Data is policy: presentation as aesthetics and public infrastructure

Presented byRebecca E. Skinner, San Francisco AQ/ Manylabs

Summary: This presentation discusses the way in which NAAQS criteria pollutant data is presented to non-technical end users. Beyond aesthetic issues, the author suggests that such environmental data is essential urban infrastructure. Data presentation is policy.

Readings of NAAQS pollutants in an air district, AirNow, or AQ data company presentation are available through a web browser, on your phone or your computer, or occasionally on the monitoring device itself. The information is shown as a number, with the canonical AQI colors from green, yellow, and orange, through red and purple. 
 There are many possibilities beyond this default display convention. Graphic depiction of the data may be more easily intuitively grasped, for instance, with a so-called "fuel gauge". AQI level depiction using colored lights, for instance LED and LIFX bulbs, is seen in projects found on Facebook's Purple Air User groups, and in Louisville's Smart City project.
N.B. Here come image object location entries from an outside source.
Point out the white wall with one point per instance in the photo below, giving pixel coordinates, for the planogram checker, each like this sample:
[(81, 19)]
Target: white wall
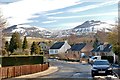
[(64, 48)]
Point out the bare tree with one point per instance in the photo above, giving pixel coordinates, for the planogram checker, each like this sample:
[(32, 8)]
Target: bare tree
[(3, 23)]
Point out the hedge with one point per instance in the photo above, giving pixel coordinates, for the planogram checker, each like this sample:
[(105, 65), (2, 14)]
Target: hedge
[(21, 60)]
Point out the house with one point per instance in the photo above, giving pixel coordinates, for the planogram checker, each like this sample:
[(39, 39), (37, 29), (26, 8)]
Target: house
[(102, 50), (44, 47), (59, 48), (77, 50)]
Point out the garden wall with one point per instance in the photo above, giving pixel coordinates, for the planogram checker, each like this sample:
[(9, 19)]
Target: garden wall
[(13, 71)]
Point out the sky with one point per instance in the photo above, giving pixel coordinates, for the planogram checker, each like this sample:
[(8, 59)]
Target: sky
[(58, 14)]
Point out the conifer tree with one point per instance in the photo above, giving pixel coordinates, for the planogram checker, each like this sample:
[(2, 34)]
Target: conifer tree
[(24, 45), (95, 44), (15, 42), (35, 48), (7, 46)]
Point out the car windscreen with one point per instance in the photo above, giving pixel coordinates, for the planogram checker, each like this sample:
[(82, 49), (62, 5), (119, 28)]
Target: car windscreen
[(101, 63)]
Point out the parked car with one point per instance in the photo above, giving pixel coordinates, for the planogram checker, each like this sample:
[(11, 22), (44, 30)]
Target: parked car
[(101, 68), (93, 58)]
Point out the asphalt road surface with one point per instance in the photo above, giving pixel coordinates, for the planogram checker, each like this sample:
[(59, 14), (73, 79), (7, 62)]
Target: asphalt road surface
[(73, 70)]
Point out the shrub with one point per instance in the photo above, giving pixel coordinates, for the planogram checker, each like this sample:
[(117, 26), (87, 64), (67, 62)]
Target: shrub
[(21, 60)]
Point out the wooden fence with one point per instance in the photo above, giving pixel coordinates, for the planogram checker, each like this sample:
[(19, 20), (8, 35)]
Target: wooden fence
[(13, 71)]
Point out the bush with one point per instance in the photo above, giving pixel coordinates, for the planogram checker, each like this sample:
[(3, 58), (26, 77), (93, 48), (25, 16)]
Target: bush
[(21, 60)]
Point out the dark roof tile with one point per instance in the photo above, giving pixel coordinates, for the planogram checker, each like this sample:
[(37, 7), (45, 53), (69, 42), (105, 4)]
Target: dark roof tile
[(78, 47)]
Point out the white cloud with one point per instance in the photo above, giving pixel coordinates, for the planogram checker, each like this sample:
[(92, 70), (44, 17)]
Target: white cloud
[(23, 10), (90, 15), (74, 10), (54, 13), (46, 22)]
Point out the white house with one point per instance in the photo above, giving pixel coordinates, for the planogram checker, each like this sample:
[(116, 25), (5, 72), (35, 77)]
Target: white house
[(59, 47)]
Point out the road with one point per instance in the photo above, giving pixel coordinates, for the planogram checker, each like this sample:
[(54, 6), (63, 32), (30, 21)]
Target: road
[(71, 70)]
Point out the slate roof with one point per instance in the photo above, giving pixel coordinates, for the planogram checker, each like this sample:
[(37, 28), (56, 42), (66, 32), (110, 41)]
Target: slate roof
[(107, 48), (57, 45), (77, 47)]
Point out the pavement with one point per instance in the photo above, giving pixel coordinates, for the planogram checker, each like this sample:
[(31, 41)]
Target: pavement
[(50, 70)]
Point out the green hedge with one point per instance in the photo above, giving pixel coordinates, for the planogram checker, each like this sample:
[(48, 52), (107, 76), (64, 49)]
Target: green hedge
[(21, 60), (109, 58)]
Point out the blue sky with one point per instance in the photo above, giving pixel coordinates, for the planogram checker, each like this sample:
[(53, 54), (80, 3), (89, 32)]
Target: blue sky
[(58, 14)]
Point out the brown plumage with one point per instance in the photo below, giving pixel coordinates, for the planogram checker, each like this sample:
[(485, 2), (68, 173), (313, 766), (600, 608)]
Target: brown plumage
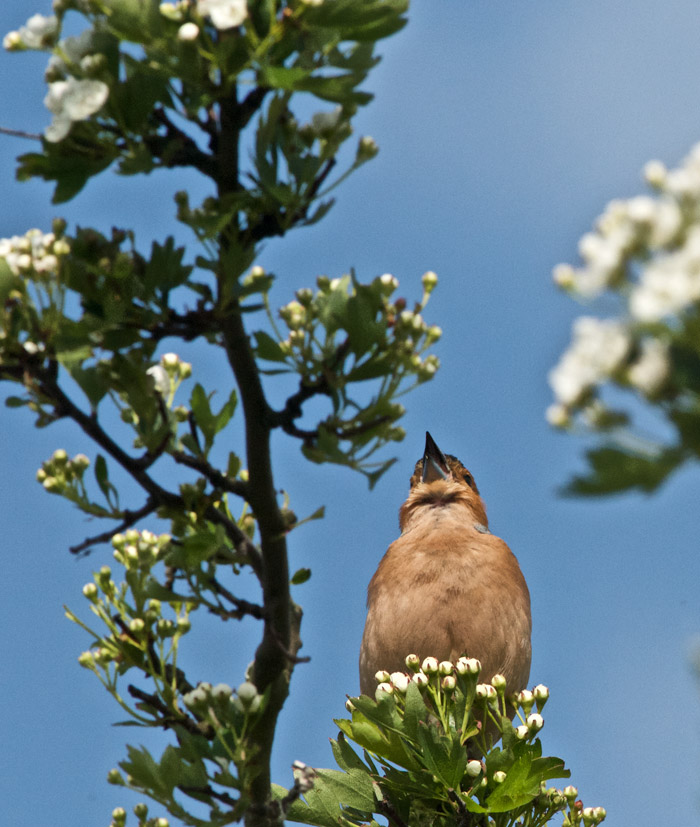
[(446, 587)]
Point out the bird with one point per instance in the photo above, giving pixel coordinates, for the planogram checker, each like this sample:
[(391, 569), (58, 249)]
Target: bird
[(447, 586)]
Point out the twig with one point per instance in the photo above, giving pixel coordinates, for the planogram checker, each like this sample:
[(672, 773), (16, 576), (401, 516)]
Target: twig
[(224, 798), (388, 809), (243, 607), (170, 719), (129, 518), (19, 133), (215, 477)]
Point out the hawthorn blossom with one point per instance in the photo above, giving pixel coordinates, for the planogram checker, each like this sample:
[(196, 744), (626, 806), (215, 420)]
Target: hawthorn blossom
[(225, 14), (72, 100), (598, 348), (38, 33)]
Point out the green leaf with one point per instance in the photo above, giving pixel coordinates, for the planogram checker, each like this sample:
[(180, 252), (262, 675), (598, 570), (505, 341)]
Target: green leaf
[(615, 470), (345, 756), (300, 576), (334, 790), (268, 348), (363, 20), (102, 477), (70, 163)]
Beyond the issues of graphic depiction, public data presentation can be considerably increased. One option would be to have AQ accompany the time and temperature on the LED tickertape readout on public buildings, schools and banks. AQI data would be a worthy public service announcement in in numerous venues: displays on top of cabs and bus stations, on the live screens of office building lobbies, near escalators, and in elevators.
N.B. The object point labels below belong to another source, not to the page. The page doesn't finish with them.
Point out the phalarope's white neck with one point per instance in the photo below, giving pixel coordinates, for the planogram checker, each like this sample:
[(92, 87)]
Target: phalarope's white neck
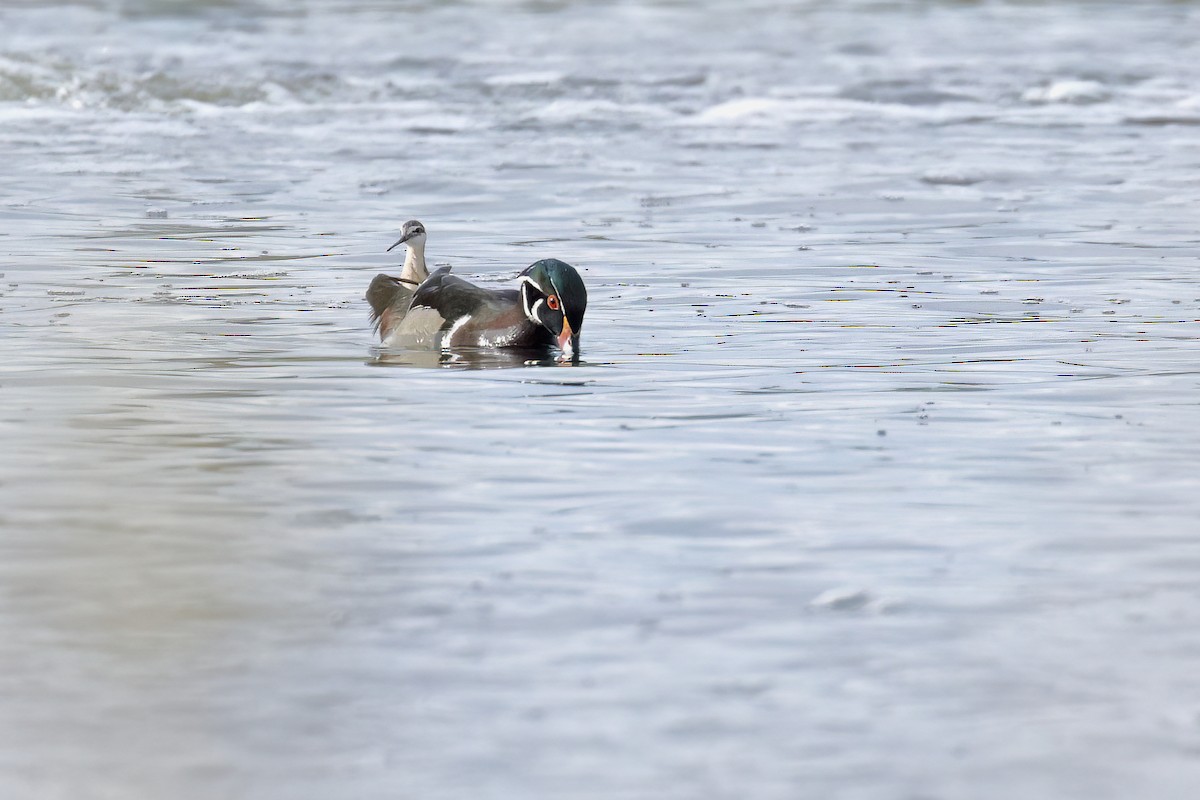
[(414, 263)]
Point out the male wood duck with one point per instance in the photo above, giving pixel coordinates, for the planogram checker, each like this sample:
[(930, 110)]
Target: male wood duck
[(442, 311)]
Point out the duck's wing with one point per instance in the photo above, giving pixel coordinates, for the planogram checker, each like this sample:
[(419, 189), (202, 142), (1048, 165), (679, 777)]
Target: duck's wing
[(389, 298), (448, 311)]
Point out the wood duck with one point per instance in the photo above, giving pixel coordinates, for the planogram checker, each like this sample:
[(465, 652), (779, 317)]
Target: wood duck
[(442, 311)]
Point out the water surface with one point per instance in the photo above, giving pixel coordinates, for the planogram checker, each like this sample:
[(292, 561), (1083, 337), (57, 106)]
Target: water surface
[(877, 480)]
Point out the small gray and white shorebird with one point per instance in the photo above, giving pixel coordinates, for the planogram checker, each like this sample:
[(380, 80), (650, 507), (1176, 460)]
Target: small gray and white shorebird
[(442, 311)]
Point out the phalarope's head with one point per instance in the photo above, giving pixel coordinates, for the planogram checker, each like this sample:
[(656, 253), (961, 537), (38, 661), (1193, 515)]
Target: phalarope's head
[(412, 232)]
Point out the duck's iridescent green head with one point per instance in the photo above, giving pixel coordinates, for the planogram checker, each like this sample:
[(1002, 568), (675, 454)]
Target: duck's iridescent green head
[(553, 295)]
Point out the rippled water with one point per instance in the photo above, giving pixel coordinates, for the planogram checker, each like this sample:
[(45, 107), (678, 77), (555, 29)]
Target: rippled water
[(879, 479)]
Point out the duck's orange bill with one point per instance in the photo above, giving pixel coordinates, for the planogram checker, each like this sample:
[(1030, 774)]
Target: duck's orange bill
[(565, 336)]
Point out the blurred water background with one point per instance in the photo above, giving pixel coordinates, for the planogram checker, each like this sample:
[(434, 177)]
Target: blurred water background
[(879, 480)]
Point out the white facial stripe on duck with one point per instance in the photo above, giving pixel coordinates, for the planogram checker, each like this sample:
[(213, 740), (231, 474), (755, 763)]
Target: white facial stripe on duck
[(545, 310)]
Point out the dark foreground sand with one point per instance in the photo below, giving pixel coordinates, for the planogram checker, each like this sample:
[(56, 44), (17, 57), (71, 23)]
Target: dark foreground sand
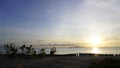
[(52, 62)]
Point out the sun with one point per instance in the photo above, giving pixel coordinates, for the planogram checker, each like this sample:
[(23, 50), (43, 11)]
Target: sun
[(94, 40)]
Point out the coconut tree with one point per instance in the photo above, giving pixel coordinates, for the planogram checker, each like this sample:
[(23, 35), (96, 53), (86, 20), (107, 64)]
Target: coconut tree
[(22, 48)]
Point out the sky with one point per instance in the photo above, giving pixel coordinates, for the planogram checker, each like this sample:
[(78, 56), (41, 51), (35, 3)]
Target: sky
[(72, 21)]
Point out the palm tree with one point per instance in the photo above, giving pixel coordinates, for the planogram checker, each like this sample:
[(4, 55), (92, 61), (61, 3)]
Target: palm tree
[(53, 50), (22, 48), (42, 53)]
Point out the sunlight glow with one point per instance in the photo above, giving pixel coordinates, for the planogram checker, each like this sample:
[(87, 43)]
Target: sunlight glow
[(94, 40), (95, 50)]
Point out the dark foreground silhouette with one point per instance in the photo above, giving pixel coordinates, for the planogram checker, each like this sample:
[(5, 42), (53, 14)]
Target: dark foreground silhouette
[(61, 62)]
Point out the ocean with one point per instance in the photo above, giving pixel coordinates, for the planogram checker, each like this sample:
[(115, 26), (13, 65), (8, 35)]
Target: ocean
[(94, 50)]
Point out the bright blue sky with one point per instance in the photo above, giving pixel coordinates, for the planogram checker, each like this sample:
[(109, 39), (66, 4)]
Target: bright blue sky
[(71, 20)]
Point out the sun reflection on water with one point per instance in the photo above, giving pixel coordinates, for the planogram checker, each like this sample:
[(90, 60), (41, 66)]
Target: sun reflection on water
[(95, 50)]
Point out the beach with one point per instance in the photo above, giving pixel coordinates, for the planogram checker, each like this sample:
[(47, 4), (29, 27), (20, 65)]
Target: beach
[(53, 62)]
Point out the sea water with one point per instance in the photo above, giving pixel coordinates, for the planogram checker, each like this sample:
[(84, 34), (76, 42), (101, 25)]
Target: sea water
[(101, 50)]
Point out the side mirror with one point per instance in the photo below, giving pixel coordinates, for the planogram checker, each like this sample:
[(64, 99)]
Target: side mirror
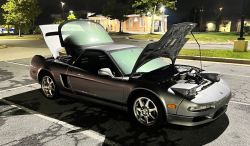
[(105, 72)]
Yet environmental data display is more than an aesthetic question. When framed as public infrastructure, possibly combined with connectivity, electrical, or other municipal service, it is a harbinger of future social needs and technical prospects. The increasing exigency of environmental data in an era of climate emergency makes the communication of AQ data more important and more intriguing than it may initially appear.